Commémoration du 35e anniversaire de la disparition de l’écrivain L'œuvre de Mouloud Mammeri, un legs «unificateur» des Algériens




Commémoration du 35e anniversaire de la disparition de l’écrivain L'œuvre de Mouloud Mammeri, un legs «unificateur» des Algériens
Publié le 29.02.2024 dans le Quotidien le soir d’Algérie
R.C

A travers ses travaux de chercheur et son engagement actif dans la sauvegarde du patrimoine algérien, Mouloud Mammeri «a su trouver les fils de trame qui unissent tous les Algériens», a souligné, à Tizi-Ouzou, l’écrivain Djamel Laceb, à l’occasion de la commémoration du 35e anniversaire de la disparition de l’intellectuel. A l’issue d’une finale d’un concours «inter-CEM», organisé dans le cadre des activités consacrées à l’œuvre de Mammeri, Laceb a considéré que l’écrivain «a su trouver les fils de trame qui unissent tous les Algériens à travers notamment ses travaux sur l'ahellil, un chant polyphonique emblématique du Gourara». «Mammeri a su arracher ce genre musical à l’oubli et ses travaux ont conduit à son inscription sur la liste représentative du patrimoine culturel immatériel de l'humanité de l'Unesco», a-t-il dit.
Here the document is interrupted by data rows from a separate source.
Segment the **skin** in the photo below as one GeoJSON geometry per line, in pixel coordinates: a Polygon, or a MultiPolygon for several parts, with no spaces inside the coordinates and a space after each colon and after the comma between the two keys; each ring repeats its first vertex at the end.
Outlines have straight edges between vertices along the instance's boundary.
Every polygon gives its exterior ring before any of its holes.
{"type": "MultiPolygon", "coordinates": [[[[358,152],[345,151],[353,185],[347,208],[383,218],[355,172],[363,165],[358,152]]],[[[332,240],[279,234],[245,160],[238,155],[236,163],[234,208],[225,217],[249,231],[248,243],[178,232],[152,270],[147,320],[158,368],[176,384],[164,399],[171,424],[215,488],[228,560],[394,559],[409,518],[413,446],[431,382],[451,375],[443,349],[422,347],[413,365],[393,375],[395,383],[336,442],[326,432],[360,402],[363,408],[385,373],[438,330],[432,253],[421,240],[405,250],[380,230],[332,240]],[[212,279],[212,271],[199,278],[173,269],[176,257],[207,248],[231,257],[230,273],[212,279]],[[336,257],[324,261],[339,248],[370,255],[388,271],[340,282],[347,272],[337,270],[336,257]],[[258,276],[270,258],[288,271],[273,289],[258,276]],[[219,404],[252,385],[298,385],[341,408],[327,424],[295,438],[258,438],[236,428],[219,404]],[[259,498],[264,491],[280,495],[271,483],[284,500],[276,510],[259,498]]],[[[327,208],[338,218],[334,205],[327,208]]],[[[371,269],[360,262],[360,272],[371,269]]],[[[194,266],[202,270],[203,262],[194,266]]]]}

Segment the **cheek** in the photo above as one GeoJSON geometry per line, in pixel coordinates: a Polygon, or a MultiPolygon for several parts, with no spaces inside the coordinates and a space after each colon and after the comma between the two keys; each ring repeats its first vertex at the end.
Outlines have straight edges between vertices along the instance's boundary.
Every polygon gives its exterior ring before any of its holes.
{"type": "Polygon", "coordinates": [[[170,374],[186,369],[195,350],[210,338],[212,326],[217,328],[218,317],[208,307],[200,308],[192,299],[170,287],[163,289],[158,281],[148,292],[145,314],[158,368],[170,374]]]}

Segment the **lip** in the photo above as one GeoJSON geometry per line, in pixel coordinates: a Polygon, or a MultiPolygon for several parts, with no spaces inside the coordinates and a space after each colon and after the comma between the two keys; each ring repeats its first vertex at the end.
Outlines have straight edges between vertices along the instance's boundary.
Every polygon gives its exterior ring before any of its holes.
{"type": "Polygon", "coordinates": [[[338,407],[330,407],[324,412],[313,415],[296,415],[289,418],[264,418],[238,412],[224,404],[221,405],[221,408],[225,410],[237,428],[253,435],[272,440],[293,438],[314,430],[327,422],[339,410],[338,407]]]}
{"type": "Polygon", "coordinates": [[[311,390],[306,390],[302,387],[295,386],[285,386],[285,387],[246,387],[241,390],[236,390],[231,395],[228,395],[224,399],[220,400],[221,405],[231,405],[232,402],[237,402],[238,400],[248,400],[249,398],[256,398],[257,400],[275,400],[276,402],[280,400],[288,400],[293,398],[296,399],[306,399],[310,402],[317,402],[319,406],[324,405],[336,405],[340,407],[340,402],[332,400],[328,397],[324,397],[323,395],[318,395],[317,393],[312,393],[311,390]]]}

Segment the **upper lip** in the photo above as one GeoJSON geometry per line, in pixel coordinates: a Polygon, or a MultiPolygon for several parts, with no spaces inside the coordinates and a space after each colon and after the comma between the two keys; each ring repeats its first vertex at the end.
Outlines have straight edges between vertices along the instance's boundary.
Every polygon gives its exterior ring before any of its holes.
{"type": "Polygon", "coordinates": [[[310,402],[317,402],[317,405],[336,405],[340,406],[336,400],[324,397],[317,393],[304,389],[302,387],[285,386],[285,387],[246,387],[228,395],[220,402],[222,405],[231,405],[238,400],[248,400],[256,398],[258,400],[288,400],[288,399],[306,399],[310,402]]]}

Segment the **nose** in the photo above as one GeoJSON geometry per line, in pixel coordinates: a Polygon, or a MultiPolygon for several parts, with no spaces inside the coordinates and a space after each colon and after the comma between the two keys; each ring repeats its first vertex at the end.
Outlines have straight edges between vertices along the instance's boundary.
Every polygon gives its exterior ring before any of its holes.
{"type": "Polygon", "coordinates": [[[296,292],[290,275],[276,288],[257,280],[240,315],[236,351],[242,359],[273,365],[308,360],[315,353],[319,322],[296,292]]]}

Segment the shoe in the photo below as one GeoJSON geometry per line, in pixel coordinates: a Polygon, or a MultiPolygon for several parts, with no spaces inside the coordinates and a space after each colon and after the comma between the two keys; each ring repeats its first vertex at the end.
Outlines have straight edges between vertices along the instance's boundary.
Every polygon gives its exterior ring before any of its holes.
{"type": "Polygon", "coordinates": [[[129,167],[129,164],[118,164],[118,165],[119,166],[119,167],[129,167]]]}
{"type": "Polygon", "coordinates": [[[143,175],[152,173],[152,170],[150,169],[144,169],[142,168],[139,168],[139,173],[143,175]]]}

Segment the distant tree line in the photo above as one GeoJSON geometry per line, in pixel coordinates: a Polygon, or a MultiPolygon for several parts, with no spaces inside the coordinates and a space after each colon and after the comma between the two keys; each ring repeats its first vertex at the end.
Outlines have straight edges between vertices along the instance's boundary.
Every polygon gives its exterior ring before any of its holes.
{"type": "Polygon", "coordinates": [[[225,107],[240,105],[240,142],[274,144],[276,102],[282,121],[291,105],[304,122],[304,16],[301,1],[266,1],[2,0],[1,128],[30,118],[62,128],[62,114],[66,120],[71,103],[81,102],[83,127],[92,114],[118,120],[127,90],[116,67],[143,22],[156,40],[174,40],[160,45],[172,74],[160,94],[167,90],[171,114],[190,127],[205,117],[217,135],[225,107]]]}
Illustrant ses propos, le conférencier a rappelé une des citations de l'anthropologue qui disait : «Lorsque je travaille à mon amazighité, c’est à mon algérianité que je travaille.» Saisissant l'occasion de la présence d’un public juvénile, l’intervenant a mis l’accent sur la nécessité de «pousser très loin l'érudition et la réflexion. Car, dit-il, il ne suffit pas d’être un bon élève ou d’avoir de bonnes notes, il faut ouvrir les portes des bibliothèques, lire des livres, nos classiques surtout, tels que les œuvres de Mammeri, et tant d’autres». Laceb, lui-même auteur, a parlé de Mammeri, de l’homme de lettres et de «son apport incroyable à la culture algérienne et comment il a fait pour que nos traditions survivent, et nos poèmes anciens sortent des griffes de l’oubli». «C’est lui qui a tiré de l'oubli le poète du nom Youcef Oukaci. C’est lui qui a parfait le travail qu’avait entamé Amar Boulifa, et après lui, Mouloud Feraoun sur le poète Si Muhend U M’hend», a rappelé le conférencier.

L’intellectuel a compulsé la poésie de Si Muhend U M’hend qu’il a représentée, selon Laceb, d’«une façon magistrale».
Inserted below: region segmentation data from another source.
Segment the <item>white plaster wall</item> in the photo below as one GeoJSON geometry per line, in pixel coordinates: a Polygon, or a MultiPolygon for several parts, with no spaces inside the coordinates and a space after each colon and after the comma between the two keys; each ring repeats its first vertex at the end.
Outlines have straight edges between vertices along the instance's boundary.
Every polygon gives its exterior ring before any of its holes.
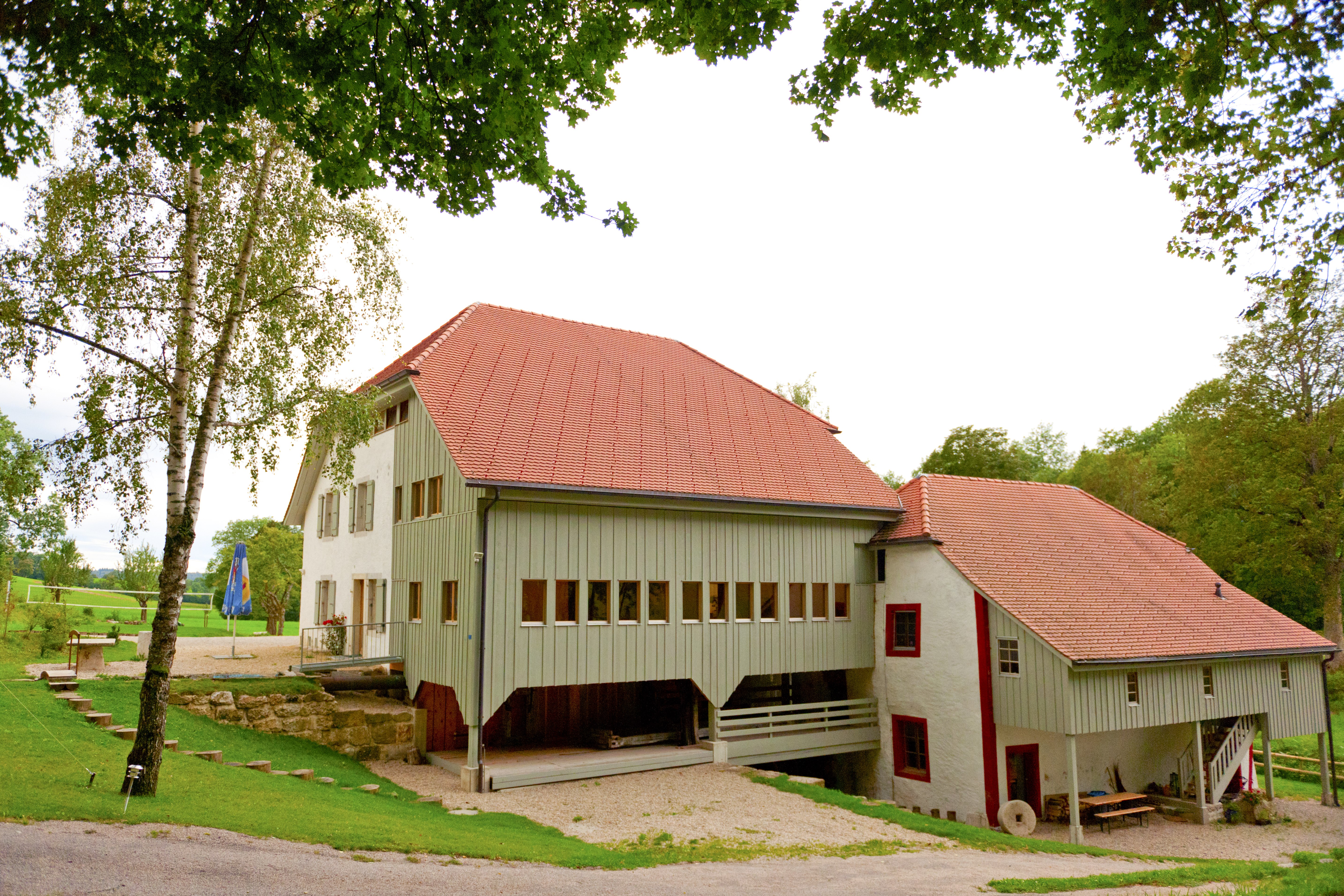
{"type": "MultiPolygon", "coordinates": [[[[1030,728],[999,725],[999,794],[1008,799],[1007,747],[1040,746],[1040,795],[1068,791],[1068,763],[1064,735],[1030,728]]],[[[1176,771],[1176,760],[1195,736],[1192,724],[1126,728],[1103,733],[1078,735],[1078,793],[1111,790],[1106,768],[1118,764],[1121,783],[1130,791],[1149,785],[1165,785],[1176,771]]]]}
{"type": "MultiPolygon", "coordinates": [[[[304,602],[300,619],[304,626],[320,625],[317,587],[332,579],[336,613],[352,619],[355,579],[388,579],[392,574],[392,453],[394,430],[383,430],[367,445],[355,449],[355,484],[374,482],[374,528],[349,531],[349,490],[341,496],[340,525],[335,537],[317,537],[317,500],[331,490],[325,474],[304,509],[304,602]]],[[[388,595],[388,602],[391,595],[388,595]]]]}
{"type": "Polygon", "coordinates": [[[976,590],[937,547],[910,544],[887,548],[887,580],[878,583],[876,595],[872,689],[882,750],[875,795],[919,806],[925,814],[938,809],[946,817],[953,810],[969,819],[985,811],[976,590]],[[888,603],[921,604],[918,657],[886,656],[888,603]],[[892,715],[929,720],[930,780],[892,774],[892,715]]]}

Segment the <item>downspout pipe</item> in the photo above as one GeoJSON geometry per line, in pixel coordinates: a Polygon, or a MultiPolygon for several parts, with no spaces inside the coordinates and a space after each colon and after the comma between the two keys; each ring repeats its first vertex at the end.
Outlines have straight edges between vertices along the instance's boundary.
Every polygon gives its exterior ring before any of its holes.
{"type": "Polygon", "coordinates": [[[476,791],[485,793],[485,556],[491,537],[491,508],[500,500],[500,486],[481,514],[481,603],[476,617],[476,791]]]}
{"type": "MultiPolygon", "coordinates": [[[[1335,806],[1340,805],[1340,783],[1339,772],[1335,771],[1335,720],[1331,716],[1331,686],[1329,677],[1325,673],[1325,664],[1335,658],[1336,654],[1321,658],[1321,700],[1325,701],[1325,746],[1331,751],[1331,799],[1335,801],[1335,806]]],[[[1265,758],[1269,762],[1269,756],[1265,758]]]]}

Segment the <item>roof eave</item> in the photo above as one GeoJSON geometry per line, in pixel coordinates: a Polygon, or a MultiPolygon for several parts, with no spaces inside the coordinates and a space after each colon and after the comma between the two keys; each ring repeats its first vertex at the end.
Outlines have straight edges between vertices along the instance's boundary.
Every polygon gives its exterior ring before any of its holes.
{"type": "Polygon", "coordinates": [[[761,504],[767,506],[813,508],[817,510],[862,510],[864,513],[891,513],[899,517],[902,508],[878,504],[825,504],[821,501],[782,501],[777,498],[743,497],[735,494],[700,494],[695,492],[655,492],[650,489],[605,489],[593,485],[562,485],[556,482],[515,482],[509,480],[466,478],[466,485],[474,489],[517,489],[524,492],[569,492],[574,494],[602,494],[613,497],[663,498],[681,501],[715,501],[722,504],[761,504]]]}
{"type": "Polygon", "coordinates": [[[1219,653],[1183,653],[1164,657],[1101,657],[1095,660],[1070,660],[1074,666],[1132,666],[1140,662],[1191,662],[1193,660],[1254,660],[1257,657],[1297,657],[1318,654],[1333,654],[1339,652],[1335,645],[1316,647],[1266,647],[1263,650],[1223,650],[1219,653]]]}

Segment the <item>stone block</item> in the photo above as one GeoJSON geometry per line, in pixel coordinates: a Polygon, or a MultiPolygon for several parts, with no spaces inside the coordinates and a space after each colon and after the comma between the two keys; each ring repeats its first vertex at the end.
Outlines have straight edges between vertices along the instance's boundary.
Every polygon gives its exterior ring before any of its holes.
{"type": "Polygon", "coordinates": [[[332,713],[332,724],[337,728],[356,728],[367,725],[363,709],[339,709],[332,713]]]}
{"type": "Polygon", "coordinates": [[[280,729],[288,735],[298,733],[300,731],[308,731],[308,719],[298,716],[297,719],[280,719],[280,729]]]}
Laceb s'est attardé sur les démarches de recherche et de transmission des connaissances linguistiques de Mammeri, puisque c'est lui qui allait devenir l’artisan de la grammaire de la langue amazighe.

Témoin d'une étape historique difficile de la vie du peuple algérien, Mammeri était «un farouche défenseur de la cause algérienne», a noté l'intervenant. L'engagement de Mammeri pour l'indépendance nationale s’est traduit notamment à travers la signature, en utilisant le pseudonyme «Bouakkaz», de plusieurs textes qu’il écrivait pour les différentes commissions qui allaient plaider la cause algérienne auprès des Nations unies.
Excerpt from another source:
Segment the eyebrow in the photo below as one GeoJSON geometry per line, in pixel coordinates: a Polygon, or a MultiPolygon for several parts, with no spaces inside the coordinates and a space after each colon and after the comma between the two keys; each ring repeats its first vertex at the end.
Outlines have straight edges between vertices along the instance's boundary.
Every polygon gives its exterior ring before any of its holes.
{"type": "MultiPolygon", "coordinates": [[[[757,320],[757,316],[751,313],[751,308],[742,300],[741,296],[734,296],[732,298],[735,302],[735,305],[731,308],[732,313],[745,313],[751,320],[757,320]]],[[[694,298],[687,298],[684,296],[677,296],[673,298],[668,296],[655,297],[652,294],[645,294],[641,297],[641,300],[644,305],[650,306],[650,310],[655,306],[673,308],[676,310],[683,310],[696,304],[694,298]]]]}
Une partie de la «littérature politique» utilisée par le Front de libération nationale (FLN) auprès des instances internationales de haut niveau «était de la conception de Mouloud Mammeri», a relevé le conférencier. Les activités de commémoration du 35e anniversaire de la disparition de Mouloud Mammeri se sont déroulées du 26 au 28 février 2024.